Apêndice A? A imagem de 2026 de Treinador principal da NFL. Apêndice B? A imagem de 2026 de Gerentes Gerais da NFL.
O GM dos Falcons, Ian Cunningham, cuja promoção de GM assistente em Chicago de alguma forma não resultou na obtenção de duas escolhas compensatórias na terceira rodada dos Bears, abordou a situação na segunda-feira, em comentários a David Brandt, da Associated Press.
“Só da minha posição, especialmente como homem negro, ainda há trabalho a ser feito“, Cunningham disse a Brandt. “Agora que estou nesta posição e tenho esta plataforma, serei intencional sobre o que fazemos desde a base até o nível de diretor. . . . Acho que é importante dar às pessoas de todas as raças e géneros a oportunidade de poderem prosseguir as suas carreiras.”
Os comentários de Cunningham foram feitos poucos dias depois que a Flórida considerou a Regra Rooney discriminatória contra os homens brancos, e após o proprietário do Steelers, Art Rooney II, admitir que “o ambiente mudou.“
O ambiente mudou, nacionalmente e em muitos estados. A lei não tem isso. E o histórico da NFL na contratação de treinadores e gerentes gerais – juntamente com a decisão da liga, há mais de 20 anos, de tornar obrigatória a entrevista de candidatos minoritários para os cargos mais cobiçados – mostra que o padrão legal de longa data não foi cumprido.

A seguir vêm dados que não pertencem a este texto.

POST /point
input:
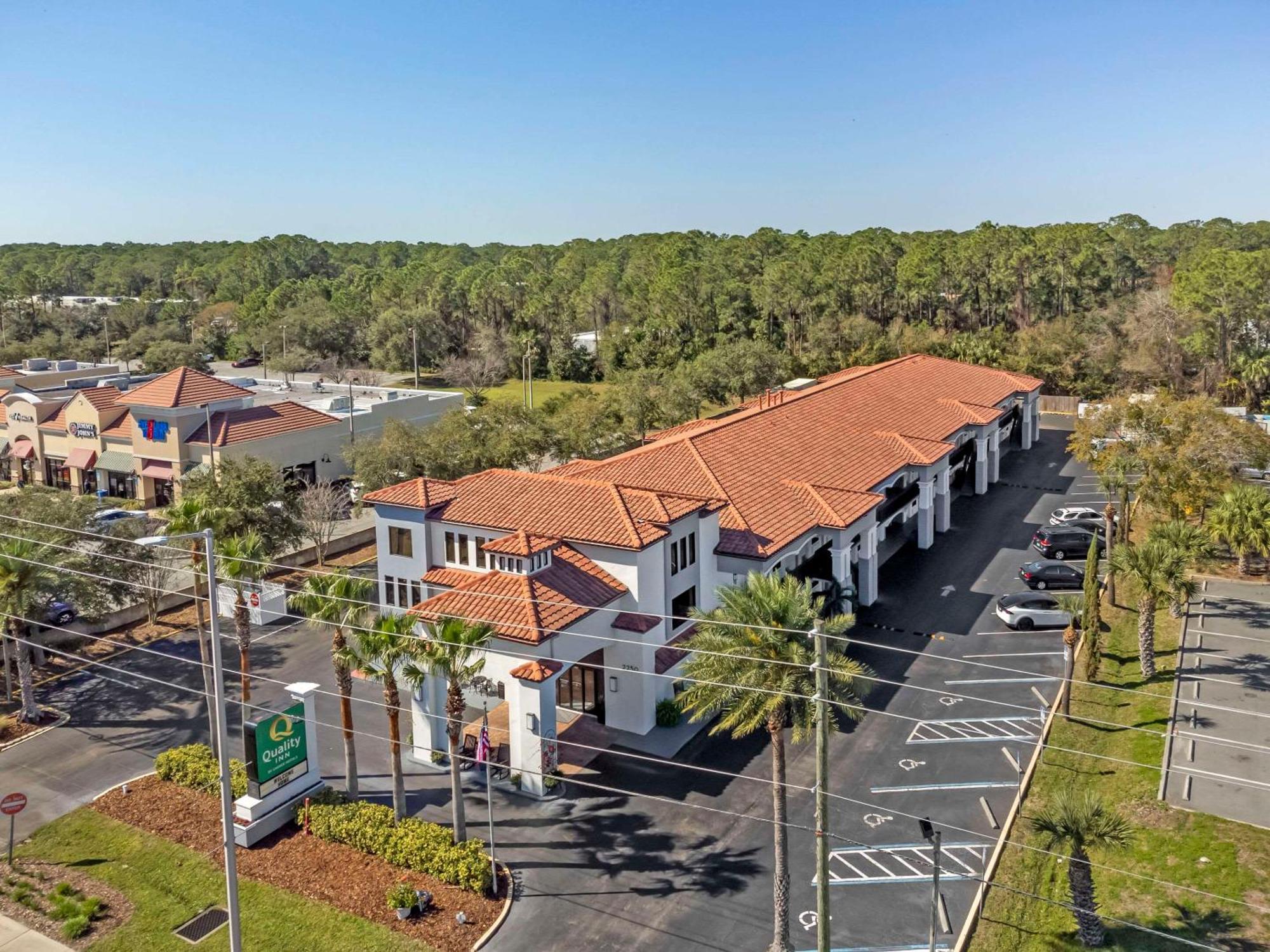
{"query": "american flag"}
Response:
(483, 742)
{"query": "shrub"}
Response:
(411, 845)
(195, 766)
(76, 927)
(667, 714)
(401, 897)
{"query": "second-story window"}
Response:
(401, 541)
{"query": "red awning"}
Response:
(82, 459)
(158, 469)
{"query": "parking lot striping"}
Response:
(905, 863)
(963, 731)
(968, 785)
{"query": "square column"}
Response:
(531, 724)
(981, 465)
(867, 567)
(943, 502)
(925, 513)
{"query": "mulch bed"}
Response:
(328, 873)
(114, 912)
(12, 729)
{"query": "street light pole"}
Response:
(224, 752)
(822, 793)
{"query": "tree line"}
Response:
(1093, 308)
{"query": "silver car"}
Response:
(1024, 611)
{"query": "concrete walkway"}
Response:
(1226, 663)
(16, 937)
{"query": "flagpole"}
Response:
(490, 803)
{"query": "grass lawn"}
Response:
(1169, 843)
(170, 884)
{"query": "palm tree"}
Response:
(342, 601)
(760, 678)
(1076, 824)
(380, 652)
(1154, 567)
(196, 515)
(1070, 604)
(27, 581)
(453, 651)
(1241, 521)
(241, 559)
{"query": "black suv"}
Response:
(1061, 541)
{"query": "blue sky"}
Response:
(542, 122)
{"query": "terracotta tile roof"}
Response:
(530, 607)
(448, 577)
(634, 621)
(420, 494)
(785, 465)
(184, 388)
(521, 544)
(537, 671)
(260, 422)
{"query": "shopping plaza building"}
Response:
(589, 572)
(101, 433)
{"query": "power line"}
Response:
(678, 803)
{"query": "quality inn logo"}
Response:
(281, 729)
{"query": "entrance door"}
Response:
(582, 689)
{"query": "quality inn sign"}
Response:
(277, 751)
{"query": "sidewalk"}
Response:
(1226, 663)
(16, 937)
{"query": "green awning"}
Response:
(116, 461)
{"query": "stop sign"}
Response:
(13, 804)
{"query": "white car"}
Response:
(1074, 512)
(106, 517)
(1024, 611)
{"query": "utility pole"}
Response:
(935, 838)
(415, 347)
(822, 793)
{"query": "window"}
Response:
(683, 604)
(684, 553)
(401, 541)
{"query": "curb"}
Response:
(63, 718)
(502, 917)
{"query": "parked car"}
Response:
(1026, 611)
(60, 614)
(1051, 574)
(105, 517)
(1065, 541)
(1076, 512)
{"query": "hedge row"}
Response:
(412, 845)
(195, 766)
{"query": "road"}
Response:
(614, 870)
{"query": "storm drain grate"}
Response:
(203, 925)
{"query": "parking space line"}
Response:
(968, 785)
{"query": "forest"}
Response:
(1093, 308)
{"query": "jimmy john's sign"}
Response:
(277, 750)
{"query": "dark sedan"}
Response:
(1051, 574)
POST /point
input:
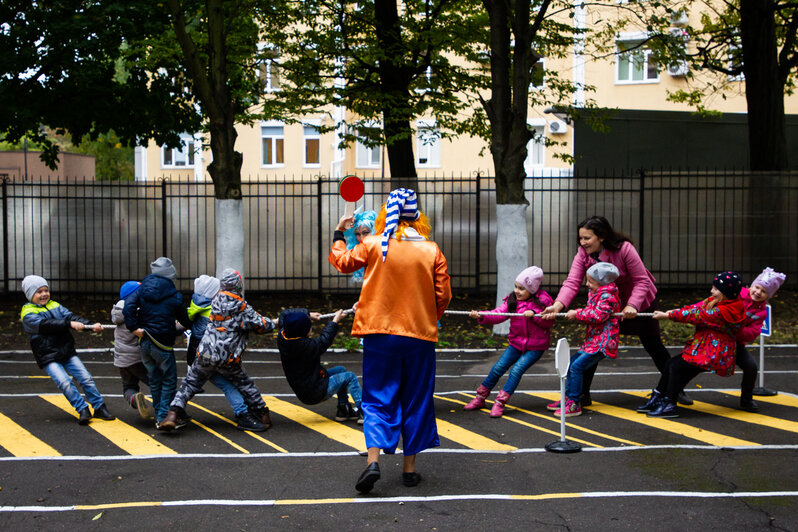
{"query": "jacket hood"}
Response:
(155, 288)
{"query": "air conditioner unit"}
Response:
(557, 127)
(679, 69)
(679, 18)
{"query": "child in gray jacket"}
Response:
(127, 356)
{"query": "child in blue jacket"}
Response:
(48, 324)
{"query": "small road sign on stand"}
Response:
(562, 359)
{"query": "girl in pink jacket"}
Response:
(755, 301)
(529, 337)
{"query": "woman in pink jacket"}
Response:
(529, 337)
(599, 242)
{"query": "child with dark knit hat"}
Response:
(127, 356)
(300, 355)
(601, 335)
(49, 323)
(755, 300)
(717, 320)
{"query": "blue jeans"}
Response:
(519, 361)
(232, 394)
(162, 371)
(343, 382)
(580, 362)
(60, 373)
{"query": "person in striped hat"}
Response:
(406, 288)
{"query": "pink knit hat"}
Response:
(770, 280)
(530, 279)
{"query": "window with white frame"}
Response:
(269, 68)
(635, 63)
(536, 148)
(181, 157)
(428, 144)
(537, 76)
(367, 156)
(272, 141)
(312, 144)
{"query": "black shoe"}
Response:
(411, 479)
(103, 413)
(684, 399)
(84, 416)
(749, 405)
(367, 479)
(342, 413)
(651, 404)
(665, 409)
(247, 421)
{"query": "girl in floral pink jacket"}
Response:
(601, 337)
(529, 337)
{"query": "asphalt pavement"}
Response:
(714, 468)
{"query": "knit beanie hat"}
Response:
(31, 283)
(163, 266)
(206, 286)
(128, 288)
(603, 273)
(295, 323)
(728, 284)
(402, 204)
(232, 281)
(530, 279)
(770, 280)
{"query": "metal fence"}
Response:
(92, 236)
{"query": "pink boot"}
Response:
(498, 406)
(478, 401)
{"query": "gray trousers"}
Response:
(198, 375)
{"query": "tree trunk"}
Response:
(764, 88)
(395, 83)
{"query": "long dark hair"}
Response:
(612, 239)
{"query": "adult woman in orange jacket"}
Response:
(405, 291)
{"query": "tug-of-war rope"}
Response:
(456, 312)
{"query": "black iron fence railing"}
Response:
(88, 235)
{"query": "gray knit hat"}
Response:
(206, 286)
(163, 266)
(604, 273)
(31, 283)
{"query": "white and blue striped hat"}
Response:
(402, 204)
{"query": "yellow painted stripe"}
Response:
(702, 435)
(780, 399)
(127, 438)
(470, 439)
(524, 423)
(741, 415)
(249, 433)
(332, 429)
(20, 442)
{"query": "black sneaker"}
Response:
(84, 416)
(368, 478)
(342, 413)
(411, 479)
(247, 421)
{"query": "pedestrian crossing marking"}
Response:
(316, 422)
(249, 433)
(127, 438)
(706, 436)
(521, 422)
(20, 442)
(470, 439)
(781, 399)
(739, 415)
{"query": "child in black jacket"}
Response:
(301, 354)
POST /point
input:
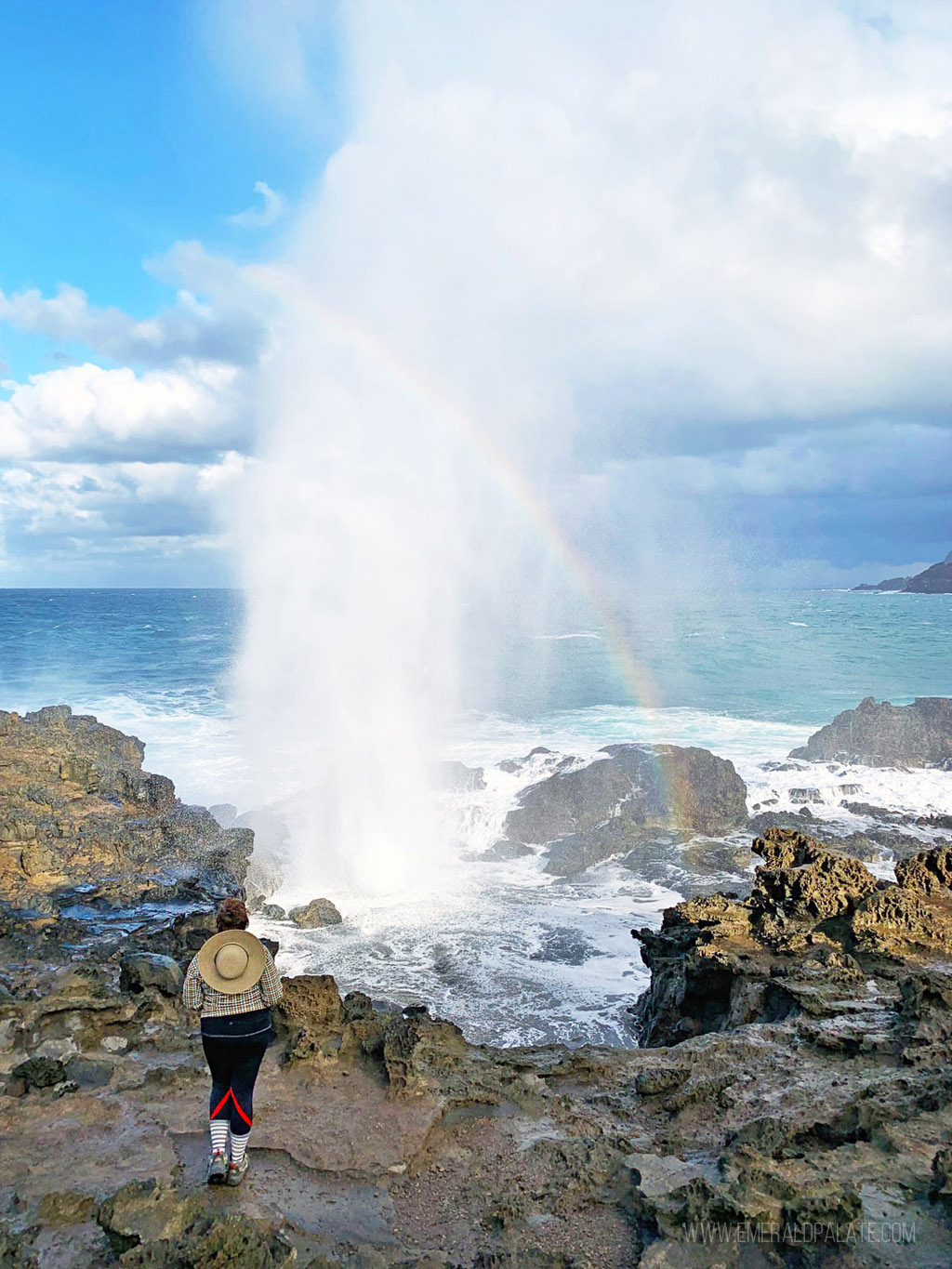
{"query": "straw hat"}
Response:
(231, 960)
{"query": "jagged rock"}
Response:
(215, 1243)
(886, 735)
(942, 1175)
(934, 580)
(35, 1073)
(313, 915)
(225, 813)
(788, 949)
(423, 1053)
(625, 800)
(930, 871)
(904, 924)
(504, 849)
(79, 819)
(139, 970)
(145, 1210)
(802, 880)
(312, 1015)
(924, 1009)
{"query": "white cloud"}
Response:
(86, 410)
(728, 214)
(230, 325)
(258, 218)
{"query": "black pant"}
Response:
(233, 1064)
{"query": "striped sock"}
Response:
(218, 1129)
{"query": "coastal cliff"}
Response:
(934, 580)
(791, 1103)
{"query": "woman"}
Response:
(233, 983)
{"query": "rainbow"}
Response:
(499, 468)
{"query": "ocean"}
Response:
(511, 955)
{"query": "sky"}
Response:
(691, 271)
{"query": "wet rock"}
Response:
(316, 914)
(141, 970)
(805, 796)
(802, 880)
(35, 1073)
(310, 1015)
(904, 924)
(424, 1053)
(79, 813)
(225, 813)
(930, 871)
(214, 1243)
(624, 800)
(507, 851)
(886, 735)
(146, 1210)
(459, 778)
(924, 1009)
(649, 787)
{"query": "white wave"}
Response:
(573, 635)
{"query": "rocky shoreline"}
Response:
(791, 1103)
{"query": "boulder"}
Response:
(313, 915)
(795, 946)
(82, 821)
(626, 799)
(310, 1015)
(885, 735)
(904, 924)
(141, 970)
(930, 871)
(802, 880)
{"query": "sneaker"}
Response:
(236, 1171)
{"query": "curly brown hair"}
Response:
(231, 915)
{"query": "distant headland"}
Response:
(934, 580)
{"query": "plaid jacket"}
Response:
(197, 994)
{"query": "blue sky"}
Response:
(709, 256)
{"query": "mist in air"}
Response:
(534, 267)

O problema é que não houve nenhuma responsabilização real. E a ironia é que o primeiro esforço estatal para fazer cumprir a lei vem da perspectiva demográfica que beneficiou das práticas tradicionais de contratação da liga.
A liga, sem dúvida, espera que o problema da Flórida desapareça. Que a exigência do Procurador-Geral da Florida, James Uthmeier, de abandonar a regra Rooney relativa aos golfinhos, onças-pintadas e marinheiros é mais performativa do que substantiva.
Independentemente das motivações e intenções de Uthmeier, a NFL deveria fazer a coisa certa. Não corra. Não se esconda. Levante-se e diga, em voz alta e clara: “pode vir”.
Isso seria bom para os negócios? Provavelmente não. Mas fazer a coisa certa nem sempre é bom para os negócios. O teste mais verdadeiro do verdadeiro caráter de uma organização é se ela fará a coisa certa quando isso puder ser ruim para o negócio.